Amounts recognized in Consolidated Statement of Comprehensive Income/(Loss):
2025 2024 2023
$ $ $
For the year ended December 31,
Income/(loss) for the year (110,084) 27,782 (66,628)
Income tax expense/(benefit) (842) (4,008) 30,525
Income/(loss) before taxes (110,927) 23,774 (36,103)
Recognized Income Tax Expense/(Benefit):
2025 2024 2023
$ $ $
For the year ended December 31,
Federal - current 874 35,310 (2,246)
State - current 1,018 13,144 (46)
Total current income tax expense/(benefit) 1,892 48,454 (2,292)
Federal - deferred (2,734) (46,442) 29,294
State - deferred - (6,020) 3,523
Total deferred income tax expense/(benefit) (2,734) (52,462) 32,817
Total income tax expense/(benefit), recognized (842) (4,008) 30,525
The income tax expense/(benefit) was $(842), $(4,008) and $30,525 for the tax
years ended December 31, 2025, 2024 and 2023, respectively.
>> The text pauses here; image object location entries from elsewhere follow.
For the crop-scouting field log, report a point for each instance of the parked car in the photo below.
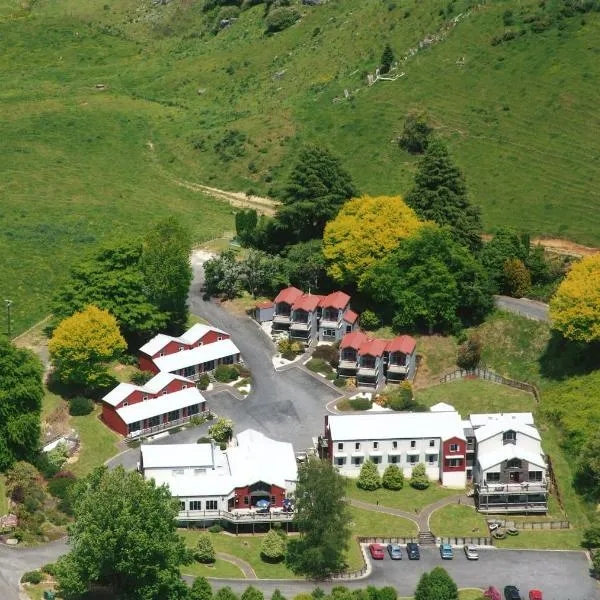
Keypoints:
(412, 551)
(511, 592)
(395, 552)
(446, 551)
(376, 551)
(492, 593)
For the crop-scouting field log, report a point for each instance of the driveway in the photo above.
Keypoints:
(560, 575)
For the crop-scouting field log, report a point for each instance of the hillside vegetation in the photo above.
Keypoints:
(231, 108)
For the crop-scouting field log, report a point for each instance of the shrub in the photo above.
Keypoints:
(203, 381)
(369, 478)
(369, 320)
(273, 547)
(80, 406)
(418, 478)
(281, 18)
(393, 478)
(204, 552)
(34, 577)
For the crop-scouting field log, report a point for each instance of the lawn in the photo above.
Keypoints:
(477, 396)
(407, 499)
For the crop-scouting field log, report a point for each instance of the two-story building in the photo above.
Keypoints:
(405, 439)
(165, 401)
(209, 481)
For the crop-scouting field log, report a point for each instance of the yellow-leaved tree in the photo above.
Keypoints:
(365, 230)
(575, 308)
(81, 346)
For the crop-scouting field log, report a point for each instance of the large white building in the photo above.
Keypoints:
(208, 480)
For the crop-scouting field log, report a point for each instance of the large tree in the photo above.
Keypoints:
(317, 187)
(167, 270)
(124, 537)
(575, 308)
(323, 521)
(82, 345)
(113, 280)
(440, 195)
(21, 393)
(430, 281)
(365, 230)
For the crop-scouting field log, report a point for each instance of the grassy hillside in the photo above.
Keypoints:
(80, 165)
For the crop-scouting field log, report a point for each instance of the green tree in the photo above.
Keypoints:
(440, 195)
(387, 59)
(393, 478)
(112, 280)
(273, 546)
(368, 478)
(82, 346)
(167, 270)
(204, 551)
(316, 189)
(430, 281)
(21, 393)
(415, 134)
(323, 521)
(201, 589)
(418, 477)
(124, 537)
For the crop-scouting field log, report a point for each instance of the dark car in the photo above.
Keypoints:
(511, 592)
(412, 551)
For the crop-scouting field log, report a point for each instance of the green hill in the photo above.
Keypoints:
(80, 165)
The income tax benefit recognized in 2025 was primarily due to capital loss
generated on the sale of the Vor Biopharma investment and general business tax
credits, partially offset by the recognition of a reserve for uncertain tax
positions related to a state audit.
The income tax benefit recognized in 2024 was primarily attributable to the
recognition of a deferred tax asset, which was generated in 2024 from the sale
of the Group's investment in Akili common stock. This deferred tax asset was
used to offset income generated from the sale of the Group's investment in
Karuna common shares, partially offset with state income tax expense.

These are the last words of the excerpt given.